Lauren Boebert’s ‘Beetlejuice’ Saga Just Peaked
I don’t know what song in Beetlejuice the Musical could possibly have gotten audience members so worked up that they ended up groping each other and acting like general fools but that’s exactly what happened to Lauren Boebert.
The Republican ghoul was under fire all last week and through the weekend after being kicked out of a Denver production of the touring show when she decided it was okay to vape during the show and take pictures with the flash on. She denied doing those things but had to backpeddle when security videos showed all of that and so much more.
Security footage shows Boebert and her date very clearly groping each other during the show, in front of everyone, including the children in the audience.
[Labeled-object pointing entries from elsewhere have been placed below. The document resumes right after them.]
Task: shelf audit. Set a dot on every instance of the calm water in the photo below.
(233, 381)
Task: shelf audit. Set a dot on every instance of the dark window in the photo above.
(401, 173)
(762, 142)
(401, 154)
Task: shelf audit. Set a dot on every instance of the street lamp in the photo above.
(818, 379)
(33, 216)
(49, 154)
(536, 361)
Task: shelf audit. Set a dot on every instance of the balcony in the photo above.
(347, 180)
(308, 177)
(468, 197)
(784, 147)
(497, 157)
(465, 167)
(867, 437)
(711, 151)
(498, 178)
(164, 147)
For a party that loves to go on and on and on about how other people are exposing children to sexual ideas and material …
The man Boebert is getting handsy with there is reportedly a guy named Quinn Gallagher, who owns a bar in Colorado that holds drag shows and is gay-friendly because Boebert’s hypocrisy knows no bounds.
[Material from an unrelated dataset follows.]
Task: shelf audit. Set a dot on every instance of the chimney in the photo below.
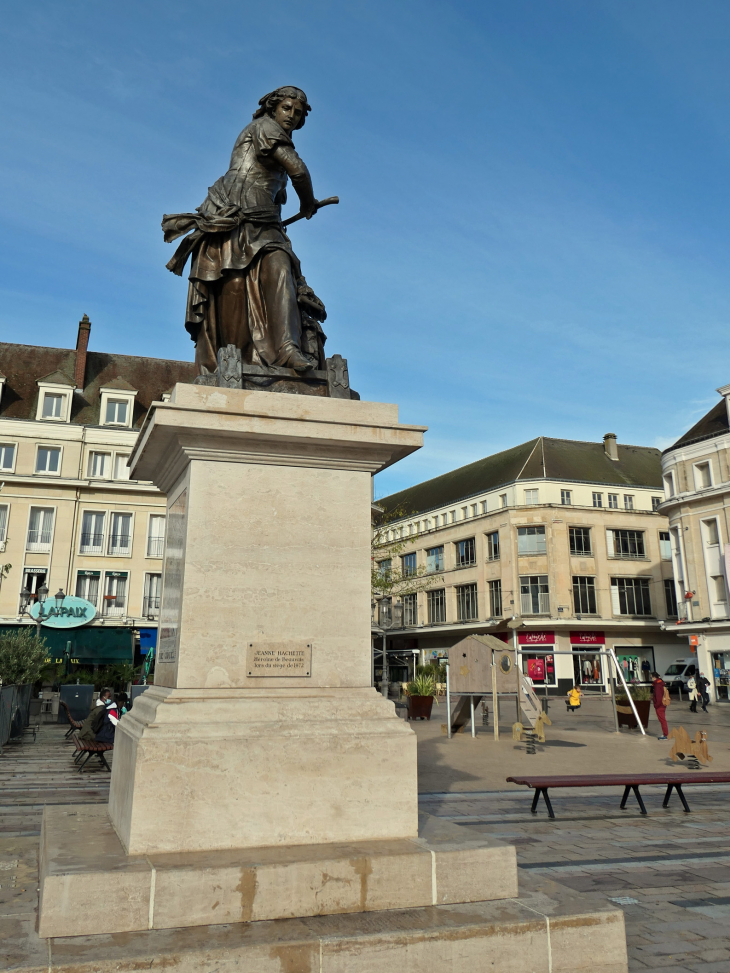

What if it was to “Dead Mom”?
The premise of Beetlejuice the Musical is a lot like the movie: Lydia Deetz moves to a new house, meets some ghosts, and more importantly, meets Beetlejuice. The ghosts she meets first though are Barbara and Adam. They used to own the house and are lovely people who Lydia wishes were her parents. Beetlejuice? He just wants to be alive again and will do anything to get it. One of the songs that Lydia sings at the start of the show is “Dead Mom.” Her mother died and it’s the reason for their move and her new stepmother’s redecoration but all of that goes to the wayside when the ghosts take over.
This is all to set the scenes for the kind of songs that litter Beetlejuice. Yes, there is the classic “Banana Boat” song from the movie but the musical itself isn’t really the kind of music that gets most of us going in that way. Also, this is the kind of show that will undoubtedly have a ton of children present in the audience. It’s just all around a weird situation made worse by Boebert’s team lying about what actually happened.
Boebert now says that she fell “short of her values”—an admission she only made after we all saw the truth of what happened firsthand. Her behavior is bad but the reality is that the hypocrisy is worse. None of us would have really cared either way about this situation if it wasn’t for how Boebert uses her power to treat literally everyone else.